Watertown Police Chief Edward Deveau said the estimated $250,000 cost racked up for post-Marathon bombing activities on April 19 will plummet after the town’s insurance company agreed to reimburse the department for three totaled police cruisers.
The insurance reimbursements equal about $105,000, Deveau said Wednesday, and will cover two Ford Taurus cruisers and one Ford Expedition sport utility vehicle that were ruined in the gunfight between police and bombing suspects.
Deveau previously told the Globe that he hoped the federal and state emergency management agencies would reimburse the whole $250,000 amount so no cost would burden the town. Now, he said that amount has dropped to about $145,000.
“It definitely puts a big dent in the amount we’re seeking from MEMA and FEMA,” Deveau said.
The three police cars were damaged beyond repair after the two bombing suspects, Tamerlan and Dzhokhar Tsarnaev, engaged police in a shootout on Laurel Street.
Tamerlan Tsarnaev died after the shootout, but Dzhokar Tsarnaev escaped and was captured in Watertown after a daylong manhunt.
“The cars looked like how you would imagine: There were bullets in and through the vehicles, and at least one had its windows blown out from the explosions,” Deveau said. “They were unrepairable.”
One of the sedans, which was brand new and had only 1,000 miles on it, was driven that night by Watertown police Sergeant John MacLellan, one of the first officers to arrive at the scene of the gunfight.
At a recent community forum, MacLellan and Deveau recalled the strategy that annihilated the cruiser, but saved MacLellan’s life.
MacLellan said in a interview after the forum that during the gunfight, he reached for his patrol rifle but could not use it. “Your dexterity is shot because of adrenaline,” he said.
As the Tsarnaev brothers kept shooting at the front of his car, MacLellan had to think quickly, so he put his foot on the brake, threw the cruiser into drive, and let it ride forward as he used the cover of darkness to jump out and escape the gunfire.
“I sent it toward them, and they just kept wasting ammo on it,” he said. “Then they had a bomb, and as it got closer they threw it at the car, blowing out the windows on the passenger’s side.”
However, MacLellan was nervous to tell the chief what happened. “Under normal circumstances, I could be fired for that,” he said.

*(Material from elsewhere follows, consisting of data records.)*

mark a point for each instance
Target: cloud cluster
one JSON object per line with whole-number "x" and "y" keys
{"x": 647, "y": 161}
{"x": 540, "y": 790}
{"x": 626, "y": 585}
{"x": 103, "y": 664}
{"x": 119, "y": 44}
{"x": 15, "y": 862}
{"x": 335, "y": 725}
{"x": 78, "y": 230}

But at the forum, Deveau laughed as he recalled when MacLellan confronted the chief about what happened, fearing disciplinary action for abandoning and ruining the car.
‘There were bullets in and through the vehicles, and at least one had its windows blown out from the explosions.’
“I said, ‘John . . . that was brilliant,’” Deveau told the crowd. “He said, ‘You’re not mad at me?’ and I said ‘No, I want to hug you!’ They don’t teach that at the academy, but they will now.”
Though the cost of the events left the department with a rather large debt, both Deveau and MacLellan agreed that it was worth it.